4.4.3. Naar het oordeel van het hof mocht de kantonrechter zonder het beginsel van hoor en wederhoor te schenden op grond van de beschikbare informatie en de toelichting van partijen het bestaan van plannen om de schietbaan te verbouwen aannemelijk oordelen en betrekken bij zijn afweging om de ontruimingsverplichting niet langer te schorsen ook zonder kennis te nemen van de concrete plannen en zonder zelf en HSV daarvan (ambtshalve, HSV heeft daar ter zitting van de kantonrechter niet om gevraagd, althans daarvan blijkt niet uit het proces-verbaal) kennis te doen nemen. De omstandigheid dat HSV het bestaan van de plannen heeft weersproken maakt dit niet anders.
4.4.4. Het beroep op schending van de goede procesorde (los gedacht van een schending van een fundamenteel rechtsbeginsel) kan HSV op dezelfde gronden niet baten, zoal het aannemen van deze grond zou kunnen leiden tot doorbreking van het rechtsmiddelenverbod.
4.4.5. De aangevoerde gronden om het rechtsmiddelenverbod te doorbreken gaan niet op, zodat het hof niet kan toekomen aan een (her)beoordeling van de belangenafweging.
4.5.1. De conclusie is dat moet worden beslist als in het dictum weergegeven.
4.5.2. HSV zal als de in het ongelijk gestelde partij in de kosten worden veroordeeld.

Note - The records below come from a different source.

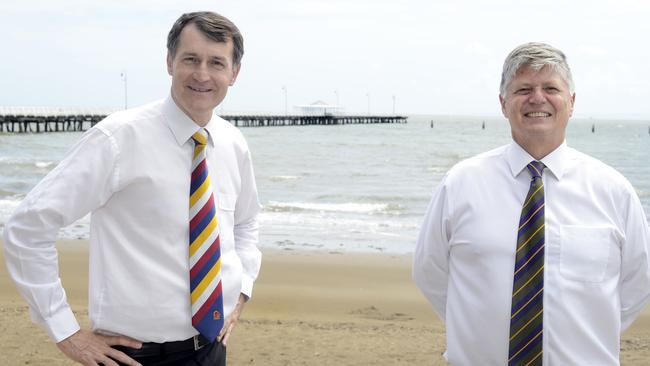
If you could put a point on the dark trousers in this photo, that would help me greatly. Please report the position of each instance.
(213, 354)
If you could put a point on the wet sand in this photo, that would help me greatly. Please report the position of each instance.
(308, 308)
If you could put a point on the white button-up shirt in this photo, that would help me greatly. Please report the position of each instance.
(596, 274)
(132, 172)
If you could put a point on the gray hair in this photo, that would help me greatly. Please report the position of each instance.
(212, 25)
(536, 56)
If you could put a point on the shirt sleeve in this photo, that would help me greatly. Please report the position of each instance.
(635, 266)
(431, 257)
(80, 183)
(246, 228)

Het verzoek van de RBZ-O om HSV tevens in de kosten van het geding in eerste aanleg te verwijzen moet worden afgewezen, nu de kantonrechter HSV in die kosten heeft veroordeeld, maar die kosten heeft begroot op nihil, tegen welke beslissing geen incidenteel appel is ingesteld en waartegen ook, gelet op het rechtsmiddelenverbod geen hoger beroep openstaat.

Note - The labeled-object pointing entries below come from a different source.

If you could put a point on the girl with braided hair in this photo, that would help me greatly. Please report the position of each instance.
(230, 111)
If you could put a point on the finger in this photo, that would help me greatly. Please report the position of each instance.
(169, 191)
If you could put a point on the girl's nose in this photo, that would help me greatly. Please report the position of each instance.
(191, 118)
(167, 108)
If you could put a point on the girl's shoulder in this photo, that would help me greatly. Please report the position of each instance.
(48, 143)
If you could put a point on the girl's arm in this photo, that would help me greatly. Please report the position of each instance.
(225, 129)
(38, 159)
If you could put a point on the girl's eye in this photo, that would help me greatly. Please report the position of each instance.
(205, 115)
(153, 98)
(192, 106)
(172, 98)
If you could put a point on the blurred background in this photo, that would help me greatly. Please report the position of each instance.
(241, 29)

verklaart het hoger beroep ontvankelijk;
voor zover in de bestreden beschikking op het primaire verzoek is beslist: bekrachtigt deze;
voor zover in de bestreden beschikking op het subsidiaire verzoek is beslist: verwerpt het beroep;
veroordeelt HSV in de kosten van dit hoger beroep aan de zijde van RBZ-O gevallen, tot op heden begroot op € 193,- aan kosten en op € 1544,- voor salaris gemachtigde.
Deze beschikking is gegeven door mrs. Van Etten, Drijkoningen en Den Hartog Jager en is uitgesproken ter openbare terechtzitting van dit hof van woensdag 25 september 2002.